Hi Stephan,

*"My recomendation is to use constructor injection. And then in the unit
test I simply call the constructor. This way I have full controll over what
is passed to the subject under test."*

Yes, thank you for the suggestion. By not using dependency injection during
unit test, I find the test to be easier to understand (at least in my
simple case) because what's being passed in to the SUT is explicitly
written.


On Tue, May 3, 2016 at 10:39 PM Russ Milliken <[email protected]>
wrote:

> +1
> Using constructor injection and not using DI in unit tests is the way to
> go, for exactly the reasons that Stephan describes.
>
> On Tue, May 3, 2016 at 12:30 AM, Stephan Classen <[email protected]>
> wrote:
>
>> If this is about testing:
>> My recomendation is to use constructor injection. And then in the unit
>> test I simply call the constructor. This way I have full controll over what
>> is passed to the subject under test.
>> As a consequence of this. I do not make use of dependency injection
>> during unit testing. Which then removes the need to bind different objects
>> for production and testing.
>>
>> Integration testing is different but there it is most of the time
>> sufficient to change bindings to a few external resources such as DB, mail,
>> etc.
>>
>>
>> Am 3. Mai 2016 02:45:47 MESZ, schrieb Andree Surya <
>> [email protected]>:
>>>
>>> Thanks for the responses.
>>>
>>> *"Look at guice-persist or onami-persist. They deal wir DB connections
>>> which also need to be closed after it has been used. To do so they both use
>>> the concept of UnitOfWork. The application is then responsible for spanning
>>> the UnitOfWork around the code which needs the resource."*
>>>
>>> Thanks for the reference. *UnitOfWork* is a new concept to me and I'll
>>> take some time to read on it.
>>>
>>> *"But in general I'd say binding something like a Reader is
>>> questionable. I'd rather bind something stateless like a Path, which can be
>>> used to open a Reader by whoever needs to."*
>>>
>>> My original intention was to make it easy replace a FileReader with a
>>> StringReader during unit test, thus avoiding dependency to the file system.
>>> I agree, though, that injecting a stateful object like a Reader could
>>> possibly create confusion concerning state management. The Parser depends
>>> on the Reader, but because the Reader is injected from outside, somebody
>>> else could have messed it up (closing, moving the cursor, etc).
>>>
>>> *"bind something that can give you the resource rather than the resource
>>> itself (unless the lifetime is super well defined, like
>>> servletoutputstream).

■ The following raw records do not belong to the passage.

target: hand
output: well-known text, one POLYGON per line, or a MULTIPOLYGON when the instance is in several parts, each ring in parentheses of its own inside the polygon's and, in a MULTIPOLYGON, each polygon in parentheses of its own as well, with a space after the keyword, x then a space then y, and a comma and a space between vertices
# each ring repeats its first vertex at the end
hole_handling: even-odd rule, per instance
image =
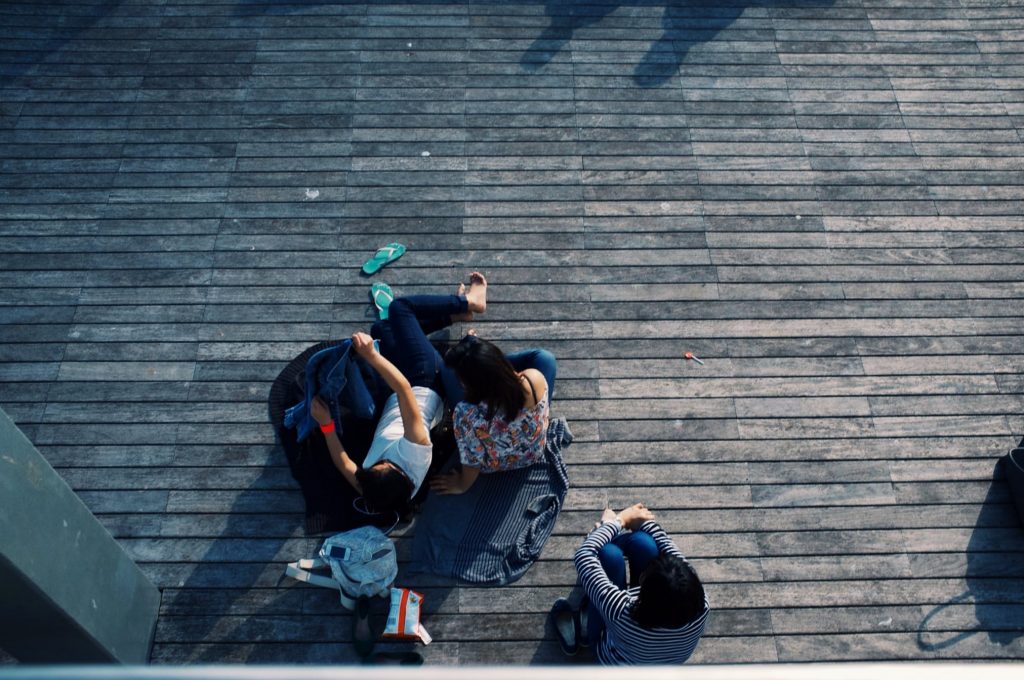
POLYGON ((636 531, 644 522, 654 519, 654 513, 648 510, 643 503, 631 505, 619 513, 622 526, 630 531, 636 531))
POLYGON ((611 508, 605 508, 604 512, 601 513, 601 521, 600 522, 594 522, 594 528, 595 529, 598 528, 599 526, 601 526, 605 522, 611 522, 616 517, 618 517, 618 515, 615 514, 614 510, 612 510, 611 508))
POLYGON ((352 334, 352 349, 364 359, 369 359, 377 353, 373 347, 373 338, 366 333, 352 334))
POLYGON ((320 397, 313 397, 313 406, 310 408, 310 413, 313 416, 313 420, 320 425, 326 425, 334 420, 334 417, 331 416, 331 409, 327 408, 327 404, 320 397))
POLYGON ((455 496, 466 491, 462 488, 462 475, 457 470, 437 475, 431 479, 430 489, 443 496, 455 496))

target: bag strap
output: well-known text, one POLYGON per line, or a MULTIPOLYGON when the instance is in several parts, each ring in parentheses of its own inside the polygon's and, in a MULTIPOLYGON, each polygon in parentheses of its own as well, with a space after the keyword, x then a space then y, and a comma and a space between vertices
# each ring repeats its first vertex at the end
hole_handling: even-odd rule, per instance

For example, guava ByteSource/CharSource would work
>>> great."*
>>>
>>> Thank you, I think I'll proceed this approach. This way, I can can
>>> easily replace file-based input source to an in-memory data during unit
>>> test, while encapsulating the responsibility of opening/closing the stream
>>> within the Parser object.
>>>
>>> Andree
>>>
>>> On Tue, May 3, 2016 at 3:44 AM Luke Sandberg <[email protected]>
>>> wrote:
>>>
>>>> +1 to that.
>>>>
>>>> bind something that can give you the resource rather than the resource
>>>> itself (unless the lifetime is super well defined, like
>>>> servletoutputstream).  For example,  guava ByteSource/CharSource would work
>>>> great
>>>>
>>>> On Mon, May 2, 2016 at 8:47 AM Tavian Barnes <[email protected]>
>>>> wrote:
>>>>
>>>>> On Friday, 29 April 2016 19:40:44 UTC-4, Andree Surya wrote:
>>>>>>
>>>>>> Is it a commonplace to inject a resource that should be cleaned-up after 
>>>>>> (e.g. Closable)? In general, who has the responsibility for the clean-up?
>>>>>>
>>>>>>
>>>>> If the Reader is unscoped, then everybody who injects it gets a
>>>>> different instance, so it's up to the class that injects it to close it.
>>>>>
>>>>> But in general I'd say binding something like a Reader is
>>>>> questionable.  I'd rather bind something stateless like a Path, which can
>>>>> be used to open a Reader by whoever needs to.